At the same time, and ever so humbling, is the additional truth that God...God's presence...God's holiness...God's perfection...is revealed to the world by how his "set apart" people live their lives…by how we choose to be holy, individually and communally. Which also means, by the way, that how we love others says a lot about the God in whom we believe and trust. Let that sink in a moment.
Now, at times, the "you shall" and "I say to you" statements feel very personal...focused on the individual rather than the community. However, it's important to keep in mind that the ancient Israelites to whom Moses spoke had no concept of individualism. Yes, they were individuals, and yes they were each accountable to God, but at the same time, their existence and meaning was conveyed by their participation in the community. They were the People (the whole community) of God. The same was true for the first century Christ-followers...yes they were individually accountable for their actions...but, again, their purpose and identity were always in the context of community.

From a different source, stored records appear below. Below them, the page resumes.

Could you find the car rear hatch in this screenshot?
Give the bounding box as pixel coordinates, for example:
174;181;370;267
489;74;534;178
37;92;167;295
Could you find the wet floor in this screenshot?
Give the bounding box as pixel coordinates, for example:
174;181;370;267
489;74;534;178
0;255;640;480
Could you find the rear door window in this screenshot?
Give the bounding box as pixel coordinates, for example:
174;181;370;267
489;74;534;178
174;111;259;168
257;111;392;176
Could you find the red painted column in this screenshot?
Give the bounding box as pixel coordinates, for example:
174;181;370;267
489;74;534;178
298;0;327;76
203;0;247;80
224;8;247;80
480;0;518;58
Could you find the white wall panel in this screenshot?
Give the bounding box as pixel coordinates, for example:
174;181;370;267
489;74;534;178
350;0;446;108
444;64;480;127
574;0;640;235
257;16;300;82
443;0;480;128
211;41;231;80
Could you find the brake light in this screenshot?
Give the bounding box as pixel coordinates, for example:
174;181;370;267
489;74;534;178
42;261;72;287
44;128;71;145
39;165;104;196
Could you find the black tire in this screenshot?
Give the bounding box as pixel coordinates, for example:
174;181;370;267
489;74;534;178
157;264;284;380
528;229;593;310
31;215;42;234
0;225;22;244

Sadly, American Christians, by the nature of our national identity of individualism, do not resonate with this concept of communal identity very easily. It's difficult for us to balance our desire for a personal relationship with God with the need for a communal one as well. We take the statements to heart personally, but we are not as quick to hear them as a message about the community of faith. Yet, in both the Greek and the Hebrew, more often than not, the "you" in the statements of these readings is second person plural. Also known to the southerners in the room as, "y'all".

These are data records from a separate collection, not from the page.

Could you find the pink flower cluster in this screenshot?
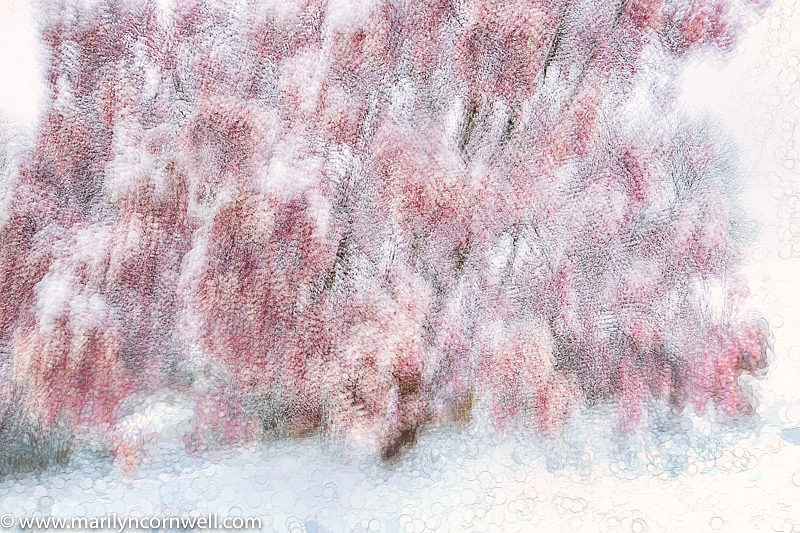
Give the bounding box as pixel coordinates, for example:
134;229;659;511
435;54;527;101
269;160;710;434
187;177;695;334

So when Jesus teaches us from the Sermon on the Mount, or we hear God telling Moses to speak to all the congregation of the people of Israel, our 21st century ears should hear: Church...collectively...you all shall be holy. What you do together in the community...how the congregation lives out God's mission and our ministries...will be a reflection of God in the world.
So, church, be holy. Be generous and compassionate and gracious. Feed the hungry. Welcome stranger in your community. Stretch beyond yourselves to make sure that those on the outside feel welcomed and loved too. Demand and uphold truth. Seek justice. Be fair. Be reconciled. Be at peace with one another.

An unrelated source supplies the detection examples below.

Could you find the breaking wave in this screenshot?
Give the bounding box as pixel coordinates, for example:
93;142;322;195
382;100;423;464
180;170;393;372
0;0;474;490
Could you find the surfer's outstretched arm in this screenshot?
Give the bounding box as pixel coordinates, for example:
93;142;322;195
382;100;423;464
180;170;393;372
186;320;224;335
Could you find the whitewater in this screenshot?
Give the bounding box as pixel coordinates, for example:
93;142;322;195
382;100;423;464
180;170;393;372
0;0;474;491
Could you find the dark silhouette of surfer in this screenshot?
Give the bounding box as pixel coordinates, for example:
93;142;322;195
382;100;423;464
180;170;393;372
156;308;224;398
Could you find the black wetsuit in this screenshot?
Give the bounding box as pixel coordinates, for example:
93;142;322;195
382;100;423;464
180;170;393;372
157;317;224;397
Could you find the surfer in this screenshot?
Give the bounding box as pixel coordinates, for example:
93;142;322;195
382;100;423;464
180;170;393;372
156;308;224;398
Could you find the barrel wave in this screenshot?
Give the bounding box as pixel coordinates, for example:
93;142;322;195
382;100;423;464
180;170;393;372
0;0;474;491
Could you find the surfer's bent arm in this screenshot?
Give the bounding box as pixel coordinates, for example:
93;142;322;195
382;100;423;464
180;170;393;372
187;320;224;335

In other words, God is saying to the church...do what you do in such a way that those who don't know that I, the Lord your God am holy, when they have encountered the church and her ministries at work in the world...will see my holiness...in you and in themselves.
Now, I may be partial...but I believe that First Presbyterian Church is listening to God on this whole "be holy" thing. We are holy.not because we have accomplished spectacular moral or ethical work in the world...not because we are exclusively righteous...but because we have proven to ourselves and to this community that First Presbyterian Church belongs to God...and not to the world. We have revealed, and are continuing to make known, what it looks like to be God's holy church at work, being a good neighbor in the heart of Lebanon.
In a few minutes, during our annual meeting, we will have a chance to celebrate some of the ways we, the whole congregation, have lived the law of Christ's love in this faith family, in our community and in God's world. We have not done things perfectly, but the provision of God during this past year would indicate that have attempted to do the right and perfect things for his glory.
Some things have gone remarkably well...and others need some fine-tuning. The good news of God's grace is what the choir sang for us this morning. The Lord our God is not only holy, the Lord our God is the God of second chances. Thank God for another year to discern his perfect work for FPC and to live as his holy people.
Just over a year ago, through prayerful discernment and the work of God's Holy Spirit, we established Guiding Vision for First Presbyterian Church. It is, for us, a statement of what it means to be Christ's church, God's holy people, here and now. We believe we have been called to learn continually, to love abundantly and to live faithfully, so all may know the perfect love of God. Days like today remind us that we are doing this well.
So Church...whole congregation...y'all...we are holy, because the Lord our God is holy. All praise be to God. Amen.